QuantFactory/Llama-3.1-Herrsimian-8B-GGUF

This is quantized version of lemonilia/Llama-3.1-Herrsimian-8B created using llama.cpp

Original Model Card

Llama-3.1-Herrsimian-8B (v0.5b)

Herrsimian is a limited-scope NSFW roleplaying model intended to replicate the writing style of a certain prolific roleplayer who used to actively participate on a few different roleplay forums until the end of 2022. It's also a test bench for studying how much mileage can be obtained with a very limited amount of high-quality training samples of consistent style—mainly by training well into the overfitting regime.

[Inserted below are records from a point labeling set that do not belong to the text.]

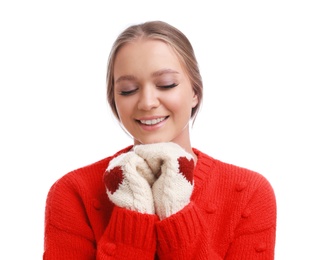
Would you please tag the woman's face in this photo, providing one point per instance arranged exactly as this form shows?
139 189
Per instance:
153 94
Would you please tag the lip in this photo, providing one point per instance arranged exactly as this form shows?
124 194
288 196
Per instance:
152 123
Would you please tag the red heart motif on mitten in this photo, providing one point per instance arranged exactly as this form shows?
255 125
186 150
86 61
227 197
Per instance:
186 168
113 178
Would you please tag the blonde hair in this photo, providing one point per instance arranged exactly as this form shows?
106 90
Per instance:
157 30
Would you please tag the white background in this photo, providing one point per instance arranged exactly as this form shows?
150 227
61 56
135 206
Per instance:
255 61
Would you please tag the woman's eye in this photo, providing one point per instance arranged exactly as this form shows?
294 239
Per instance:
168 86
127 92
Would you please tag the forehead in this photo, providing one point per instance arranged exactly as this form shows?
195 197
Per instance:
146 54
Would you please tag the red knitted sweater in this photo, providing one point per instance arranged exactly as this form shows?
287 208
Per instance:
232 215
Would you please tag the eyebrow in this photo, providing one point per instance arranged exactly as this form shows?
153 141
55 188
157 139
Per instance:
155 74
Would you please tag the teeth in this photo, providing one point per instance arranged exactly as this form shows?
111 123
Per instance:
153 121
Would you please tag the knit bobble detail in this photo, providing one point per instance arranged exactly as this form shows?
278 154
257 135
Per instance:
110 249
241 186
211 208
96 204
246 213
260 247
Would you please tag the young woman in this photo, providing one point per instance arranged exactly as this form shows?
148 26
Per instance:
158 198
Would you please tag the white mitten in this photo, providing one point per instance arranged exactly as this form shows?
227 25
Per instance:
173 167
128 180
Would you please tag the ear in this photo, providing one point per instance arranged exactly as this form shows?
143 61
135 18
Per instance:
195 100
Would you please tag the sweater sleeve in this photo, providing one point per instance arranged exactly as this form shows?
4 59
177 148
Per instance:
185 235
254 236
129 235
69 233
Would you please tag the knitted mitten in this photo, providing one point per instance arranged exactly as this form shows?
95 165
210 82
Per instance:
173 167
128 179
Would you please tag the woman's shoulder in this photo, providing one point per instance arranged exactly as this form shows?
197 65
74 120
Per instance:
232 174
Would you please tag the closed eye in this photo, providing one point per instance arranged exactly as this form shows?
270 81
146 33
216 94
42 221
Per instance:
128 92
168 86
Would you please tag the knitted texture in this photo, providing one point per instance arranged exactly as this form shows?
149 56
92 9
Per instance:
128 179
231 215
173 167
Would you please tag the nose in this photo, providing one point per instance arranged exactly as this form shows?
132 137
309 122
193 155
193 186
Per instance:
148 98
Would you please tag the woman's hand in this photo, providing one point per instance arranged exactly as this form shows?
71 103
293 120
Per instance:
128 180
173 167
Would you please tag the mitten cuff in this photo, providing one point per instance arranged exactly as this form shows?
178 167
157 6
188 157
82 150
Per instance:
132 228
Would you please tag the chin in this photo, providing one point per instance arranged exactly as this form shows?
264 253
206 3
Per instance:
151 140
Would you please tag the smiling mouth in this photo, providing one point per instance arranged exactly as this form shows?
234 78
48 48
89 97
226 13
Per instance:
152 121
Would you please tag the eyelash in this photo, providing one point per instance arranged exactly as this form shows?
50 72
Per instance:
127 93
168 86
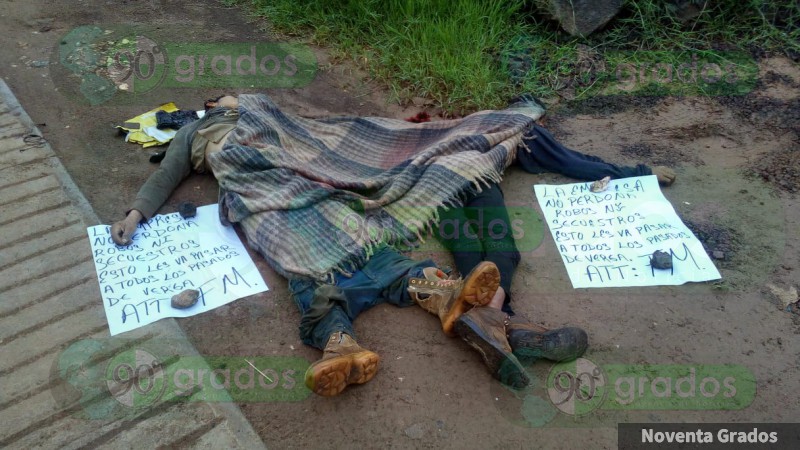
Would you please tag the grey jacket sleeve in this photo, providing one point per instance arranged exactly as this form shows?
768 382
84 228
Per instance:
175 167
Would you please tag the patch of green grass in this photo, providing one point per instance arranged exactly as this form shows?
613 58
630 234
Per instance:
467 55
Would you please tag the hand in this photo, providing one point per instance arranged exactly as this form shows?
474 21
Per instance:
665 175
122 231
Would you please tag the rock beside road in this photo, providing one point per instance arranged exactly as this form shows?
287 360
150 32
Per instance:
581 17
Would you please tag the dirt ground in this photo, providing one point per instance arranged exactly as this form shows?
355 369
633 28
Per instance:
738 165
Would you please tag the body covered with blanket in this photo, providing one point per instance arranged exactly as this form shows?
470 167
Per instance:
318 196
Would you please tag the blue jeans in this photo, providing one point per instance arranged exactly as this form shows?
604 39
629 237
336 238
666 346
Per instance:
548 155
327 309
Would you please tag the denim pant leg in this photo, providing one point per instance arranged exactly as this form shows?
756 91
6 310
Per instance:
458 233
328 316
392 272
548 155
496 233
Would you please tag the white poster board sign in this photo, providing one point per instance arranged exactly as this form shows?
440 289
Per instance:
606 239
170 254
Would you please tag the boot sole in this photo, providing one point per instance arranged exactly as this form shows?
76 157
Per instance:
478 289
480 285
330 377
528 348
503 365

The model, finetuned on Llama-3.1-8B-base, was trained with a multi-user, multi-character paradigm, where user or model turns don't necessarily alternate as in most other instruction prompting formats. As of present however the most commonly used LLM frontends cannot readily take advantage of this feature.

Note: There is still some work to be done on the dataset to increase general usability, but prose quality should be representitative of the final model.

2024-09-05 (v0.5b): ① increased RP data to 131 samples; this is probably the final content update as I don't have any more data from the same source worth including. ② Changed training hyperparameters; 12k context.
2024-09-04 (v0.4): increased RP data to 100 samples, some bugfixes. Slightly decreased learning rate.
2024-09-02 (v0.3): ① Added character descriptions and scenarios to the RP data using a variety of formats, which should make the model more flexible. ② Changed training hyperparameters. ③ Updated SillyTavern context preset. ④ Removed the 8-bit GGUF quantization as upon testing it appeared to have noticeably lower quality than the BF16 weights, for some inexplicable reason.
2024-09-01 (v0.2): increased RP data to 94 samples / 710k tokens. Maybe now more hallucination-prone?
2024-08-31 (v0.1): initial release, 77 samples / 580k tokens.

Usage notes

The model is probably best used when merged or applied as a LoRA to Llama-3.1-8B-Instruct.
I've observed that GGUF quantizations can degrade model quality, so it's probably best to avoid them.

Limitations

Notes mainly pertaining to the model trained on Llama-3.1-8B-Base.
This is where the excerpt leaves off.